Effects of upwelling duration and phytoplankton growth regime on dissolved oxygen levels in an idealized Iberian Peninsula upwelling system
|Author(s)||Bettencourt João H.1, Rossi Vincent2, Renault Lionel5, Haynes Peter3, Morel Yves1, Garçon Véronique4|
|Affiliation(s)||1 : LEGOS, University of Toulouse, CNES, CNRS, IRD, UPS, Toulouse 31400, France
2 : MIO (UM 110, UMR 7294), CNRS, Aix-Marseille Univ., Univ. Toulon, IRD, 13288, Marseille, France
3 : Department of Applied Mathematics and Theoretical Physics, University of Cambridge, England
|Source||Nonlinear Processes in Geophysics Discussions (2198-5634) (Copernicus GmbH), 2020 , Vol. 27 , N. 2 , P. 277–294|
We apply a coupled modelling system composed of a state-of-the-art hydrodynamical model and a low complexity biogeochemical model to an idealized Iberian Peninsula upwelling system to identify the main drivers of dissolved oxygen variability and to study its response to changes in the duration of the upwelling season and in phytoplankton growth regime.
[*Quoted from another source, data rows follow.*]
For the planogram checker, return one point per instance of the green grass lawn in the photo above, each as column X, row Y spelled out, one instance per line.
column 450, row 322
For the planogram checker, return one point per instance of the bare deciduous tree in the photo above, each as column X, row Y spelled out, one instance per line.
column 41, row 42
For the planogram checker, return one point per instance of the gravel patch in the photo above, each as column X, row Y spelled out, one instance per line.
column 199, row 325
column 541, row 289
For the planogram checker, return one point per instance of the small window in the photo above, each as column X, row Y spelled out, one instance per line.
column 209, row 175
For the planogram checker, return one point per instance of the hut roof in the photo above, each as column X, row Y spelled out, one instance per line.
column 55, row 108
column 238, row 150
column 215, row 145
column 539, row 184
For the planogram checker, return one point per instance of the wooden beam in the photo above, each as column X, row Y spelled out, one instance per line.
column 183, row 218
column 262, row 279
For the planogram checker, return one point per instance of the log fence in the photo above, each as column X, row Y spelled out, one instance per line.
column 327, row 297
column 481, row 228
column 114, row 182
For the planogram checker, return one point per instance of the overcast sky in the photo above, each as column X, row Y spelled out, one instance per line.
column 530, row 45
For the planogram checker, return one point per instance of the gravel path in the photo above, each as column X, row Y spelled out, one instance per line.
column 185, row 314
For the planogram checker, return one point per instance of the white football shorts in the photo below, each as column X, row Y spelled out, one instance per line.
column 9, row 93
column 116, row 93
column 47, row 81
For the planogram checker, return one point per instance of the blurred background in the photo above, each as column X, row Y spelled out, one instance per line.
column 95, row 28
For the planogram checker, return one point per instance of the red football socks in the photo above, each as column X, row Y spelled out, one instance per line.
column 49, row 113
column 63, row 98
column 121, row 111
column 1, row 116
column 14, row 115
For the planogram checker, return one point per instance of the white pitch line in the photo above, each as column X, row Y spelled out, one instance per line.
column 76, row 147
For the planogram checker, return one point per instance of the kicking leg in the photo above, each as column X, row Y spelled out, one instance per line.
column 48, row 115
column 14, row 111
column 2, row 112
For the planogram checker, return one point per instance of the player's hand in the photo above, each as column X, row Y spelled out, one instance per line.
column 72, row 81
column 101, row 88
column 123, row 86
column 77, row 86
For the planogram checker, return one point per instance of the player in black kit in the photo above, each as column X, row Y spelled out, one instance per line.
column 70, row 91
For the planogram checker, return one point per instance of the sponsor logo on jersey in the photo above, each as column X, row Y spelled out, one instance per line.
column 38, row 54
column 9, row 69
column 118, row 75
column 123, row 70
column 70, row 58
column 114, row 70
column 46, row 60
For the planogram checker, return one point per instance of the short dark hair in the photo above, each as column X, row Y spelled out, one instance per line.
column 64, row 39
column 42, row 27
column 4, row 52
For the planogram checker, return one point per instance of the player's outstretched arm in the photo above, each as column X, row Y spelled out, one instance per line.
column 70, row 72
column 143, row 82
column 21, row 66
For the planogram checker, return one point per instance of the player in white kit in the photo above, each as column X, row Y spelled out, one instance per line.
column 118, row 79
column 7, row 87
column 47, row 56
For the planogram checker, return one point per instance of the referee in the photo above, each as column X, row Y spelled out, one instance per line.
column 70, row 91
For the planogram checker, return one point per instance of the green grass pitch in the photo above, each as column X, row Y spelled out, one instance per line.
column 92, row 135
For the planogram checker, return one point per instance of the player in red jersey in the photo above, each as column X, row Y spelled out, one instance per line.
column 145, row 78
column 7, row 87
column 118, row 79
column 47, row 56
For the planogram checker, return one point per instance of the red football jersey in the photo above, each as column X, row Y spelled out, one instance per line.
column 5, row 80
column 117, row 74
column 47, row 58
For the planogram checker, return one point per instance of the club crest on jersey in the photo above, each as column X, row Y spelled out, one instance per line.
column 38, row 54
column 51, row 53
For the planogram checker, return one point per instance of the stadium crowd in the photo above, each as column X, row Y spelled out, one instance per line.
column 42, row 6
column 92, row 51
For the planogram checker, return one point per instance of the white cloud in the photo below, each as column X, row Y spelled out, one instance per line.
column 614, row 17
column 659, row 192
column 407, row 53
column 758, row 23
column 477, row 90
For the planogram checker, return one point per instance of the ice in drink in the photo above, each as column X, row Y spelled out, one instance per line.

We find that the export of oxygenated waters by upwelling front turbulence is a major sink for nearshore dissolved oxygen. In our simulations of summer upwelling, when phytoplankton population is generally dominated by diatoms whose growth is largely enhanced by nutrient input, net primary production and air-sea exchange compensate dissolved oxygen depletion by offshore export over the shelf. A shorter upwelling duration causes relaxation of upwelling winds and a decrease in offshore export, resulting in a slight increase of net dissolved oxygen enrichment in the coastal region as compared to longer upwelling durations. When phytoplankton is dominated by groups less sensitive to nutrient inputs, growth rates decrease and the coastal region becomes net heterotrophic. Together with the physical sink, this lowers the net oxygenation rate of coastal waters, that remains positive only because of air-sea exchanges. These findings help disentangling the physical and biogeochemical controls of dissolved oxygen in upwelling systems and, together with projections of increased duration of upwelling seasons and phytoplankton community changes, suggest that the Iberian coastal upwelling region may become more vulnerable to hypoxia and deoxygenation.